Nosotros no vamos, venimos

«Vamos a...» es un latiguillo que los políticos utilizan habitualmente. El autor destaca su utilización electoral por parte del candidato del PSOE al Parlamento europeo, Juan Fernando López Aguilar. Alvarez-Solís aboga por el cambio efectivo, por la acción frente a la promesa hueca.
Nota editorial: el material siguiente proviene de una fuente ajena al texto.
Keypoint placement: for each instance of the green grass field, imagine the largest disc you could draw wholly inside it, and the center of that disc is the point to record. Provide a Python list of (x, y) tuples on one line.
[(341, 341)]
La fragilidad del discurso político ha llegado a un límite escandaloso con ocasión de las elecciones para el Parlamento europeo. El último debate entre el Sr. Mayor Oreja, cabeza de la lista del Partido Popular, y el Sr. López Aguilar, líder de los socialistas para esta consulta, fue tedioso, con una dialéctica de mesón de carretera. La audiencia registrada por Televisión Española, que transmitió este debate, fue irrisoria. Quizá una de las causas de que Europa no suscite interés alguno en la ciudadanía esté en la baja calidad intelectual de los políticos, en su nula capacidad para suscitar emociones que comporten una participación activa de las masas en la vida pública. Por lo que respecta a España, la congelación del interés ciudadano resulta de una evidencia colosal. A la gente no le interesan esos encuentros en que se debaten conductas de los dirigentes de los partidos sin otro horizonte que el demérito personal. Las acusaciones al respecto suelen ser idénticas y sólo reflejan una destrucción miserable de la moral política. Comprendo que en vez de seguir estas manifestaciones la gente prefiera las lujurias de los programas del corazón y otros libertinajes de los granujas que comercian con sus apaños libidinales. Normalmente se trata de chismes ginecológicos o contables que valen para entretener una sobremesa nebulosa y sacristana. A los españoles les engolosinan estas cosas aldeanas y les aburren los sucesos políticos, ya que ven en ellos algo falso y lejano que se traduce en la apropiación de la cosa pública por parte de los poderosos, con sonido de monedas fáciles hurtadas a la hucha común que se rompe. Nada realmente colectivo vive en ese discurso.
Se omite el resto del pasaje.